Attraverso una chiacchierata con i membri del direttivo Dario Aita, Elena Gigliotti, la presidente, e Alfonso Postiglione, approfondiamo l’operato di R.A.C. prima associazione di categoria dei registi teatrali
Quando incontro Dario (Aita), Elena (Gigliotti) e Alfonso (Postiglione) vengo a conoscenza di R.A.C. , la prima associazione di categoria di regist_ teatrali, un progetto organizzato, stratificato e impegnativo, di rappresentanza, difesa e tutela di cui non sapevo nulla. Legittimo non sapere e quindi informarsi, quanto è altrettanto lecito porsi la domanda del perché non si conosce un lungo lavoro di rete iniziato nel 2020 e con il quale entro in contatto, solo parallelamente, durante la scorsa edizione di Primavera dei Teatri.

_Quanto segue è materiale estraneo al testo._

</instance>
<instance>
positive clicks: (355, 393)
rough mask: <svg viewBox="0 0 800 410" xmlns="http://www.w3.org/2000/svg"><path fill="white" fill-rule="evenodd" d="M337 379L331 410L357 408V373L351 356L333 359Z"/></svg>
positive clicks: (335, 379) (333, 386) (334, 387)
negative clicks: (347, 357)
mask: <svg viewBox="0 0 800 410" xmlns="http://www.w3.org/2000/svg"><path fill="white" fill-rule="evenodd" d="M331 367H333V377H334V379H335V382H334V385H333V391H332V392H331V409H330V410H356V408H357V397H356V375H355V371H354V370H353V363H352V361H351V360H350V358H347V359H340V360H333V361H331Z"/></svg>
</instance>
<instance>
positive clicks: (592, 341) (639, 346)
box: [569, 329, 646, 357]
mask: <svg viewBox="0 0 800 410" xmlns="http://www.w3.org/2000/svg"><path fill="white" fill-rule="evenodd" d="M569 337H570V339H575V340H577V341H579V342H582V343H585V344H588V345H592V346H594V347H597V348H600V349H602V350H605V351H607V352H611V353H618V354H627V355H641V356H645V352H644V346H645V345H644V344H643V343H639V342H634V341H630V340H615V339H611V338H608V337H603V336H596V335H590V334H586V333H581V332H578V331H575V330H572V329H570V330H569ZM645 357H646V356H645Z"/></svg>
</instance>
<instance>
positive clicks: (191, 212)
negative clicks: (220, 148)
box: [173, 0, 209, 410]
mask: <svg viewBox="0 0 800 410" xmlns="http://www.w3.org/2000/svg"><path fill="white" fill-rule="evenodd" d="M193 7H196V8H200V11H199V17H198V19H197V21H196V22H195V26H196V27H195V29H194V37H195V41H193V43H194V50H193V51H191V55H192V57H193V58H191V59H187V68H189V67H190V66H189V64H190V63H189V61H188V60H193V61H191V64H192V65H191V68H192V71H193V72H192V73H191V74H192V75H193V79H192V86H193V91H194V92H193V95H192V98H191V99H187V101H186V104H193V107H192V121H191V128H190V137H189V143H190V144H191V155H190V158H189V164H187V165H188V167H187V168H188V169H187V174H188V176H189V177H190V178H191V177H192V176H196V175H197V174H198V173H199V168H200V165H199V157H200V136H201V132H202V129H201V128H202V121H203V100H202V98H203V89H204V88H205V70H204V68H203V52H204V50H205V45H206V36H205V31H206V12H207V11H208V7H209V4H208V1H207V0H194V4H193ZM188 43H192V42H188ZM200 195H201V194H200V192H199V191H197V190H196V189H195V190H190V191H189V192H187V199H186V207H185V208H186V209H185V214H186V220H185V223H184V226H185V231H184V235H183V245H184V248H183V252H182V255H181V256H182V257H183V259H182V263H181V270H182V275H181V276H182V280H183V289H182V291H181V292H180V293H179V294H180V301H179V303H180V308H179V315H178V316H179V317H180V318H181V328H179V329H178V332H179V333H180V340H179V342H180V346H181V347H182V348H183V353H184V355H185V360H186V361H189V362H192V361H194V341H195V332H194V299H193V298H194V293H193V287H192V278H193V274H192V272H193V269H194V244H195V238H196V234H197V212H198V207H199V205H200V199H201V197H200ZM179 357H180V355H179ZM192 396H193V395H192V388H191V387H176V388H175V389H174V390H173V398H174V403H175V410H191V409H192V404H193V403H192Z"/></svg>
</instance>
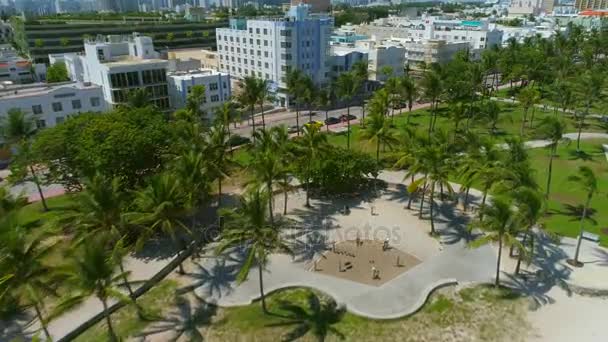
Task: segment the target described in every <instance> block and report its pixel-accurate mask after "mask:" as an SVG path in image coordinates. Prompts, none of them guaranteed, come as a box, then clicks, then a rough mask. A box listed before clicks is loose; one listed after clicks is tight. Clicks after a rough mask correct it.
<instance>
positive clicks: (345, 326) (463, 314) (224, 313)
mask: <svg viewBox="0 0 608 342" xmlns="http://www.w3.org/2000/svg"><path fill="white" fill-rule="evenodd" d="M309 291H310V290H308V289H302V288H298V289H289V290H282V291H279V292H276V293H274V294H273V295H271V296H270V298H269V299H268V307H269V309H270V312H271V313H272V314H273V315H264V314H263V313H262V310H261V308H260V304H259V302H255V303H253V304H251V305H247V306H242V307H235V308H227V309H221V311H220V312H219V314H218V318H217V320H216V323H215V324H213V325H211V326H210V327H209V328H208V329H207V330H208V331H207V336H208V339H209V340H214V341H215V340H218V341H234V340H243V341H254V340H257V341H270V340H273V341H276V340H278V339H279V337H280V336H284V334H285V333H287V332H289V331H291V330H292V329H293V328H294V327H293V326H279V327H275V326H272V325H276V324H278V323H281V322H285V321H286V318H281V317H278V316H279V315H282V316H286V315H288V312H285V311H283V310H281V309H280V307H279V305H278V303H279V302H280V301H287V302H289V303H290V304H294V305H297V306H300V307H302V308H304V309H305V310H306V311H307V312H309V313H310V311H309V310H308V306H307V300H306V298H307V294H308V293H309ZM321 295H322V294H321ZM526 302H527V300H526V299H524V298H521V297H519V296H517V295H516V294H514V293H512V292H510V291H508V290H504V289H498V290H497V289H494V288H491V287H485V286H478V287H474V288H468V289H464V290H461V291H460V292H456V291H455V289H454V288H451V287H450V288H445V289H442V290H438V292H437V293H435V294H433V295H432V296H431V297H430V299H429V301H428V302H427V304H426V305H425V306H424V307H423V308H422V309H421V310H420V311H419V312H418V313H416V314H415V315H412V316H410V317H407V318H402V319H395V320H381V321H378V320H370V319H366V318H362V317H359V316H355V315H353V314H350V313H346V314H345V315H344V317H343V318H342V320H341V321H340V322H339V323H337V324H335V325H334V327H335V328H336V329H337V330H338V331H339V332H340V333H342V334H343V335H344V337H345V341H370V340H372V339H373V340H382V341H439V340H443V339H444V338H445V335H444V334H445V333H447V332H450V331H452V330H453V329H458V330H459V332H462V333H463V334H465V336H467V338H466V340H475V341H497V340H521V339H522V337H523V336H524V335H525V334H526V331H527V329H528V324H527V323H526V310H527V309H526V304H525V303H526ZM450 335H451V334H450ZM327 337H328V340H330V341H335V340H338V339H337V338H336V336H335V335H331V334H330V335H328V336H327ZM303 340H306V341H311V340H314V336H312V334H311V333H308V334H307V335H305V336H304V339H303Z"/></svg>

Dopo una prima esperienza al Campania Teatro Festival nel 2022, R.A.C. ha proposto nella cornice festivaliera di Castrovillari un appuntamento con «“R.A.C.cordi!” format laboratoriale in cui per sei giorni quindici attrici e attori si confronteranno con tre registi su un testo comune e condiviso, un’occasione unica di dialogo orizzontale tra professionisti della regia con l’ausilio, la partecipazione e la complicità di un unico gruppo selezionato di attrici e attori». Partecipo dunque a una giornata del seminario, quella condotta da Fabiana Iacozzilli, mentre le altre sono state affidate a Stefano Cordella e Nicola Borghesi.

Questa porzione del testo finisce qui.